Sovereign Debt and the “Trial of the Century”

The sovereign debt dispute involving Argentine bonds has attracted substantial attention and raised a number of novel and significant legal issues. This short essay provides a brief overview of this controversy.

In 2001, the Republic of Argentina experienced a severe economic crisis. Inflation rose to over 40%, the stock market lost 60% of its value, and nearly half of the population was living below the poverty line. In response, Argentina declared a temporary moratorium on payments on more than $100 billon of public external debt. In 2005 and 2010, the government offered to exchange the defaulted bonds for new debt instruments, worth approximately 30% of the original bonds. Most bondholders accepted the new terms, and these agreements covered 92.4% of the debt.

Several hedge funds that had purchased Argentine bonds on secondary markets refused to exchange their defaulted bonds for new securities. Instead, they filed lawsuits to collect the debt in full, plus interest.
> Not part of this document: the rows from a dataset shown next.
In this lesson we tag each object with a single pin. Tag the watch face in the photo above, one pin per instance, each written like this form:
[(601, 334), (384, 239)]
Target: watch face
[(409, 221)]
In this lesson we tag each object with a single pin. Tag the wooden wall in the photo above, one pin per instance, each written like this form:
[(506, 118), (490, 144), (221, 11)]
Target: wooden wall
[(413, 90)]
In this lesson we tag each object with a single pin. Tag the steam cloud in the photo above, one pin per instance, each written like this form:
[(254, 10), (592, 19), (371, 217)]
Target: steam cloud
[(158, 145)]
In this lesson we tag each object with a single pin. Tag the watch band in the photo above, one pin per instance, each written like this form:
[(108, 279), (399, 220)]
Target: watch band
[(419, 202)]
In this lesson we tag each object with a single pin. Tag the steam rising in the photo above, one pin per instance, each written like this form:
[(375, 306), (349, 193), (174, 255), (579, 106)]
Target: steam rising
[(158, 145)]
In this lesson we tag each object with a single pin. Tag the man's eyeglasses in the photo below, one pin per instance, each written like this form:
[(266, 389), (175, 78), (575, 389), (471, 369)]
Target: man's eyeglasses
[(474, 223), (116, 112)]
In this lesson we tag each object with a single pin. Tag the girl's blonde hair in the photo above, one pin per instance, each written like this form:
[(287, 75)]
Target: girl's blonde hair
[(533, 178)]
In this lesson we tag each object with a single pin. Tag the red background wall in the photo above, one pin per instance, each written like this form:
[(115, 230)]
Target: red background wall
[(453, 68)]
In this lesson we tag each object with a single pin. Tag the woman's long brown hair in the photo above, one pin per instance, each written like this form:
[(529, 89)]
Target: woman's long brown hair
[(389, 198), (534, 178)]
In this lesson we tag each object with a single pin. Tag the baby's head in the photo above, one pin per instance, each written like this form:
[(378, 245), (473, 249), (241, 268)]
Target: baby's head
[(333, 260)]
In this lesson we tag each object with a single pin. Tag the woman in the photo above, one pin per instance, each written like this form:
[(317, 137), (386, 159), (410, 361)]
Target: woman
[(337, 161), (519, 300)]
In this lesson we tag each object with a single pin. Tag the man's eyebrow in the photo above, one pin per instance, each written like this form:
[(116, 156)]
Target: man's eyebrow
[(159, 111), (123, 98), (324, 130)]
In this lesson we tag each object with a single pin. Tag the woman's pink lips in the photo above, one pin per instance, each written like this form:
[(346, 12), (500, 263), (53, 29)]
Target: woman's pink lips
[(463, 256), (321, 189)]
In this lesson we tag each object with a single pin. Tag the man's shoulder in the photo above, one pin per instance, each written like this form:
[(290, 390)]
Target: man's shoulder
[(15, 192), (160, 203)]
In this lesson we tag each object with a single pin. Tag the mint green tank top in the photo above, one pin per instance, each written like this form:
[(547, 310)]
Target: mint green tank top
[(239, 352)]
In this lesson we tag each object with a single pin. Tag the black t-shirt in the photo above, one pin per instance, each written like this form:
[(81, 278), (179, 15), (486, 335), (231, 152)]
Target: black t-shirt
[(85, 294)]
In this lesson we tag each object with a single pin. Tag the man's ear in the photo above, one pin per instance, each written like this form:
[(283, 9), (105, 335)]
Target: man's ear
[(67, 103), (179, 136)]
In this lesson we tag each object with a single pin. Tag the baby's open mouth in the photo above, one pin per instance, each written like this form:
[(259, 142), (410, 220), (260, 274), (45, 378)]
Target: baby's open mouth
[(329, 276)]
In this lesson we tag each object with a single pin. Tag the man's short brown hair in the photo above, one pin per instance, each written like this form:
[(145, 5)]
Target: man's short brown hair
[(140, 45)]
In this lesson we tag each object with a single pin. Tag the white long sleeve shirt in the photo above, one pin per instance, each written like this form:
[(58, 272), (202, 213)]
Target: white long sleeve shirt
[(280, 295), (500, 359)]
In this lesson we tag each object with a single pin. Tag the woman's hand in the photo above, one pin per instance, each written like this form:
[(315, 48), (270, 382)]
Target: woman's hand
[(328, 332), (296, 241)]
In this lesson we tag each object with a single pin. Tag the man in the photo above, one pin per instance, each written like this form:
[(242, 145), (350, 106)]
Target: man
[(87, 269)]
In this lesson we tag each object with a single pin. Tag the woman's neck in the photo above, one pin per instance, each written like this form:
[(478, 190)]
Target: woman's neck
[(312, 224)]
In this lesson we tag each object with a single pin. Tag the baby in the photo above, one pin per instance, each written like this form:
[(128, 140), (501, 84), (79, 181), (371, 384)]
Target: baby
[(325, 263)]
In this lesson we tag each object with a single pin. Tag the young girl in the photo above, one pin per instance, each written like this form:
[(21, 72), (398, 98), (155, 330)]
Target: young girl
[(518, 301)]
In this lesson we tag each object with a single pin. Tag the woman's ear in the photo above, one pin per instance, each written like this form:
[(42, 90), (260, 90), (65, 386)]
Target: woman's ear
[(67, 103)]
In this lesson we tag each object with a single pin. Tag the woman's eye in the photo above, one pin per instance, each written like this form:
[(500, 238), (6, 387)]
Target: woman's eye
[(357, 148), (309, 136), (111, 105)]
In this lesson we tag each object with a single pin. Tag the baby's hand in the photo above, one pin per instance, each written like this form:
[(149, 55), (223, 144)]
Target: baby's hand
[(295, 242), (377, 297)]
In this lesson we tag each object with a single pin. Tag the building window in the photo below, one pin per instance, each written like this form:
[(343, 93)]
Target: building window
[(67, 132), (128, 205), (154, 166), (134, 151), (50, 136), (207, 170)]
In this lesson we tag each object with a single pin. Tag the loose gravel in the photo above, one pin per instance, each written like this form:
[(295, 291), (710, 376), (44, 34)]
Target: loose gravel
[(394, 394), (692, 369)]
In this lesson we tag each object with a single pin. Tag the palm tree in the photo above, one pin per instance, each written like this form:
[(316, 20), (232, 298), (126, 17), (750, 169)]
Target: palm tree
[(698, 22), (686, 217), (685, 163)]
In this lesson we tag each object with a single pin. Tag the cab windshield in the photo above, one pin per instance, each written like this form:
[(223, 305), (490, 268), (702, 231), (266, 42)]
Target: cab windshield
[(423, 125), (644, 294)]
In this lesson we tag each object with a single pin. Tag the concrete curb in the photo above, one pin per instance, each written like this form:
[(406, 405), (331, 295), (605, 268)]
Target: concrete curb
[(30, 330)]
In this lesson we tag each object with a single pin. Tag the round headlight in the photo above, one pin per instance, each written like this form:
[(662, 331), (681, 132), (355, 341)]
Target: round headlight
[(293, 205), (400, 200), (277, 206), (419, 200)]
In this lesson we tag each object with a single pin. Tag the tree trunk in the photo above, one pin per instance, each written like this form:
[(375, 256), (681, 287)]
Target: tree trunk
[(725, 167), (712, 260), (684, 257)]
By 2014, these firms obtained final judgments in a U.S. court totaling nearly $2.4 billion.

In some of these actions, the court relied on “pari passu” clauses in the bonds, providing that the obligations in the original bonds would rank equally with Argentina’s other foreign debt obligations, to preclude Argentina from paying the exchange bondholders unless it also paid the hedge funds in full, and entered an injunction to this effect. The broad injunction covered not only Argentina, but also third parties, such as banks who act as intermediaries in making payments on Argentinian obligations. In June 2014, the U.S. Supreme Court denied Argentina’s petition for certiorari.

Payments to exchange bondholders were due June 30, 2014. In late June, Argentina deposited over $500 million, the amount of interest it owed to those bondholders who had agreed to new terms, with Bank of New York Mellon (BNY), the bondholders’ indenture trustee. However, Argentina refused to make payment to the hedge funds, because they had not agreed to new terms. As BNY was subject to the court’s injunction, it did not distribute payments to the exchange bondholders, and Argentina was declared to be in default.

In fall 2014, Argentina sought to replace BNY as the trustee with a state-owned bank in Argentina. The federal district court judge declared that this effort was “illegal and cannot be carried out,” and found Argentina to be in contempt of court. Argentina’s foreign minister denounced the contempt order as a “violation of international law.” In August 2014, Argentina filed suit against the United States at the International Court of Justice; however the case will only proceed if the United States consents to jurisdiction – a highly unlikely development.

When private firms default, domestic bankruptcy procedures typically provide for an orderly resolution among creditors and the debtor. By contrast, no formal bankruptcy system exists for sovereigns.

Among other issues, the Argentina sovereign debt dispute raises questions about whether the informal system that has developed – in which states attempt to restructure their debt with creditors, typically integrating debt relief with new financing and economic policy adjustment – is still viable, or whether a new, multilateral mechanism is needed. Given the trillions of dollars directly or indirectly affected by the integrity of sovereign debt and the ability to restructure that debt, Argentina’s case could truly prove to be the case of the century.

1 thought on “Sovereign Debt and the “Trial of the Century””

  1. “Full faith and credit” lies at the core of this. A Sovereign issuing debt asks (and expects) purchasers to rely on its promise to pay. That there is no bankruptcy-type mechanism to allow a later restructuring is the risk the sovereign assumes. Were lenders to understand the circumstances to be otherwise, the capital markets will no longer invest in such debt. Or at least investors’ appetites will greatly diminish, especially where the lender has a poor track record of mismanaging its economy. Consider the present situation in Greece!

    Argentina’s actions in reissuing replacement bonds is essentially a contractual arrangement for the benefit of creditors and was largely, but not entirely, accepted by the holders of it (92.4% to be exact). It was the right of the hedge funds to rely on Argentina’s original promise. Not liking the score, the sovereign can’t change the rules in the middle of the game. This is the fundamental market truth grasped by Alexander Hamilton over two centuries ago. Like Newton’s Apple, it is a fundamental economic principle of nature; failing to hold sovereigns to the obligations of their bargains will visit havoc on the capital markets.